Pluto, as seen from New Horizons on July 11, 2015 [image courtesy of NASA]

But even tiny Pluto -- one-sixth the mass of the Earth's Moon, and one-third its volume -- has four other moons.  They've been named Styx, Nix, Kerberos, Hydra, after other denizens of the Greek underworld (Charon, you'll remember, is the ferryman who brings dead souls across the River Styx).  Its surface seems to be made predominantly of various kinds of ice, including frozen nitrogen, methane, and carbon monoxide.  It's lightweight for its size -- its density is only about 2 grams per cubic centimeter, only twice the density of liquid water -- leading astronomers to conjecture that it has a rocky core, and a mantle composed primarily of liquid water and water ice.  If this is correct, Pluto may have the highest percentage composition of water of any object in the Solar System.

Pluto and Charon -- July 11, 2015 [image courtesy of NASA]

And the fun won't end with its closest pass this morning.  The probe is designed to keep sending back data for another sixteen months.  After that, it will continue sailing out of the Solar System, following Voyager 1, which was launched in 1977, and now zooming out into interstellar space, some 12 billion kilometers away.

Some naysayers -- and there are more than you'd think -- have asked why we put time, effort, and (lots of) money into such endeavors.  So we find out the composition of a celestial body five-some-odd billion kilometers away from us.  So what?  What good does it do us?

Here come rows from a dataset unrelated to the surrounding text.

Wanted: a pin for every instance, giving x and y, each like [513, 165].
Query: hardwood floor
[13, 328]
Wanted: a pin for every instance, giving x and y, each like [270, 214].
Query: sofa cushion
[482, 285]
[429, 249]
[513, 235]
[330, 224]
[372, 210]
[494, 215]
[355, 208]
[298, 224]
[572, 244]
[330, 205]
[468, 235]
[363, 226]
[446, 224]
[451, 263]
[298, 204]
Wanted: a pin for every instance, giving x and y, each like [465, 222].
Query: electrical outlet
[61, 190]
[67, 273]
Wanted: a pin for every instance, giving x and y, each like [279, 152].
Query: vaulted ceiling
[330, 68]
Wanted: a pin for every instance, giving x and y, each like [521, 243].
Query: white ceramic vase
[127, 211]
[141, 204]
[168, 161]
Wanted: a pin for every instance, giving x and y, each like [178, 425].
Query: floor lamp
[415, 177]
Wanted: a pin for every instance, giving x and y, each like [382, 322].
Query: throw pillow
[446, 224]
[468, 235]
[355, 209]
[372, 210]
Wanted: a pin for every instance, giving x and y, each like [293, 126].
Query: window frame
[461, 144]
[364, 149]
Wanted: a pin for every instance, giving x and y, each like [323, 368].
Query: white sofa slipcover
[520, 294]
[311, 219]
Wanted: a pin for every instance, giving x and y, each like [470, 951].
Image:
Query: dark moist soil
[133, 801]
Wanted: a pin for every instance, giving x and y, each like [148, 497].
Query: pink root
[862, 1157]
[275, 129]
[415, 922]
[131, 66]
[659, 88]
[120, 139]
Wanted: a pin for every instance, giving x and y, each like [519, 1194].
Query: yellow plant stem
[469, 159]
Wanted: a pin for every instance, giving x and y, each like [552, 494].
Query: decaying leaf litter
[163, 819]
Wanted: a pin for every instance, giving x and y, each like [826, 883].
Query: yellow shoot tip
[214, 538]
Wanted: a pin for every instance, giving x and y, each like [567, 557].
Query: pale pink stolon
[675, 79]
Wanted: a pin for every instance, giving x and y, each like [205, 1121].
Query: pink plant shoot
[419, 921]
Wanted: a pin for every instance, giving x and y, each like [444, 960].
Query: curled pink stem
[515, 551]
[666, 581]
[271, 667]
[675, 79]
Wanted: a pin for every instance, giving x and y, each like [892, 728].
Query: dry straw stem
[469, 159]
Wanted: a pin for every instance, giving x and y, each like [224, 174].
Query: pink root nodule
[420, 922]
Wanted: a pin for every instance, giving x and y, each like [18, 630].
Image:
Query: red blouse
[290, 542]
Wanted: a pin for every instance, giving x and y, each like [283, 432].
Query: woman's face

I think the reason is that knowledge, in and of itself, is a worthy goal.  Always looking at the profit motive -- what benefit will it bring? -- is ignoring the fact that the inspiration gained from reaching for, and achieving, a lofty goal has a worth that can't be measured in dollars.  How many young minds were inspired by previous successes in pure science -- the discovery of how DNA works, the first humans to reach the Moon, the uncovering of countless bizarre fossil animals by paleontologists, the first manned submarine to descend into the Marianas Trench?

And what did those minds go on to accomplish?

I look at the images coming back from New Horizons with nothing but a sense of wonder and curiosity.  Such missions represent one of humanity's most fundamental drives; the thirst for knowledge.  So when you see the images that are coming back from the furthest reaches of the Solar System, don't just think of them as pictures of a distant denizen of our Solar System.  Think of them as symbols of the highest aspirations of the human mind and spirit.